Hi All,
I am trying to understand how match.pd works as I'm writing a simple matching
rule but have run into some issues
and there's very little documented on match.pd.
short version:
1) Why is there a difference in expressiveness between the GIMPLE and the
GENERIC
versions of match.pd. Particularly why does GENERIC has the limitation that
it must
be an internal function while GIMPLE is happy to just do the substitution.

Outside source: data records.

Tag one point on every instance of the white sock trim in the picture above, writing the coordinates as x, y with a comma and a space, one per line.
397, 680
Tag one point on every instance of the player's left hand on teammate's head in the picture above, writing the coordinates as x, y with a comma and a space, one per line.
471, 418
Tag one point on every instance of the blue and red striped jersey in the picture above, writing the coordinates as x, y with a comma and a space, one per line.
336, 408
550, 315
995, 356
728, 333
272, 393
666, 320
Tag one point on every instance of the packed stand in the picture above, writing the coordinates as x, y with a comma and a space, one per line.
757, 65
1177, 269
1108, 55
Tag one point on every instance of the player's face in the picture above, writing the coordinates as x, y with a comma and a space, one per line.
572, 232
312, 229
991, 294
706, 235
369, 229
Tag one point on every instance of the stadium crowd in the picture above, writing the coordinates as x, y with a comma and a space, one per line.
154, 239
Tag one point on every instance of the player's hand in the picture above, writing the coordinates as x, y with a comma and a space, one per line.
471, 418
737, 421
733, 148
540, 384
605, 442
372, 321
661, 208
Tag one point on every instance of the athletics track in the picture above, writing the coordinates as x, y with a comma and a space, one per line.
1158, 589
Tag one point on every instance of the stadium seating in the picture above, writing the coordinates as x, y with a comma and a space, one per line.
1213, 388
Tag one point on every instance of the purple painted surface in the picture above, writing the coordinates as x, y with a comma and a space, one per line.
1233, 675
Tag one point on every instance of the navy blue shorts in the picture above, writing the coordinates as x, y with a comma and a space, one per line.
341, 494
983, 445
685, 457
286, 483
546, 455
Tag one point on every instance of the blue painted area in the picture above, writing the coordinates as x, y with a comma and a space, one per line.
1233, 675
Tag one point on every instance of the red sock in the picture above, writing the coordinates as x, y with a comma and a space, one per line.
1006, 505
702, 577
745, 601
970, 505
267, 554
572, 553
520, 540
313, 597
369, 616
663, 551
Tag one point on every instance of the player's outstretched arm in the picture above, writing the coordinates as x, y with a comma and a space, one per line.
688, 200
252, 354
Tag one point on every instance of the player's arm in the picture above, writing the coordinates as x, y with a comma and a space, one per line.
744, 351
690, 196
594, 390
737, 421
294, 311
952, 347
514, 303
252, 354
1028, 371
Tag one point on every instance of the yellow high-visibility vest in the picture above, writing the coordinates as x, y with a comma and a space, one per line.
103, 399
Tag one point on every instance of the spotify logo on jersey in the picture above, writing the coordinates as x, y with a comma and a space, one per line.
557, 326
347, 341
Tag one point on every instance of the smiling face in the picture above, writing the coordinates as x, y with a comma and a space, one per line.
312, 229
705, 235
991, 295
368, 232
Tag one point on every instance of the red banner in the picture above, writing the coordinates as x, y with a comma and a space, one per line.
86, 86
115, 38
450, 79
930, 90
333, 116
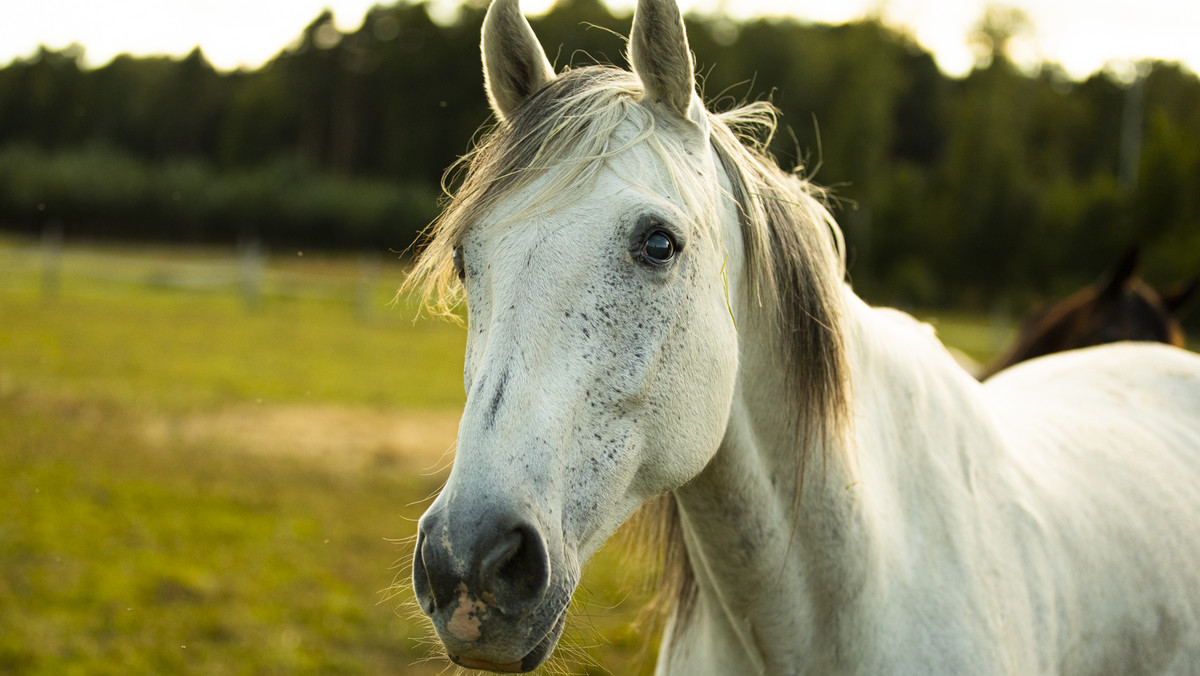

2) Why doesn't the GIMPLE pass match on the GIMPLE code produced by the Fortran
version?
I have created an example where the GIMPLE trees of the two match exactly %
some attributes
on the expressions.
3) It seems to be either or, you can't have both rules? e.g. I either match in
GENERIC or GIMPLE
but not both? Is this correct? Right now if some other optimization makes it
produce x*cos(x) then
this will never be matched again? Since the GIMPLE passes don't seem to like
the internal builtin?
4) There seems to be a bug with matching in GENERIC pass and when type
conversions are being done. I
am not sure who is wrong though. In the TREE the type has been correctly
casted but it results in a segfault.
Thanks,
Tamar
----
For the long version and to see my current understanding of match.pd and what I
have done:
Let’s say I want to transform occurrences of `x*cos(x)` with a super-dooper
optimized builtin `foo`.
So `x*cos(x) => foo(x)`.
I start off at the obvious place, `match.pd`.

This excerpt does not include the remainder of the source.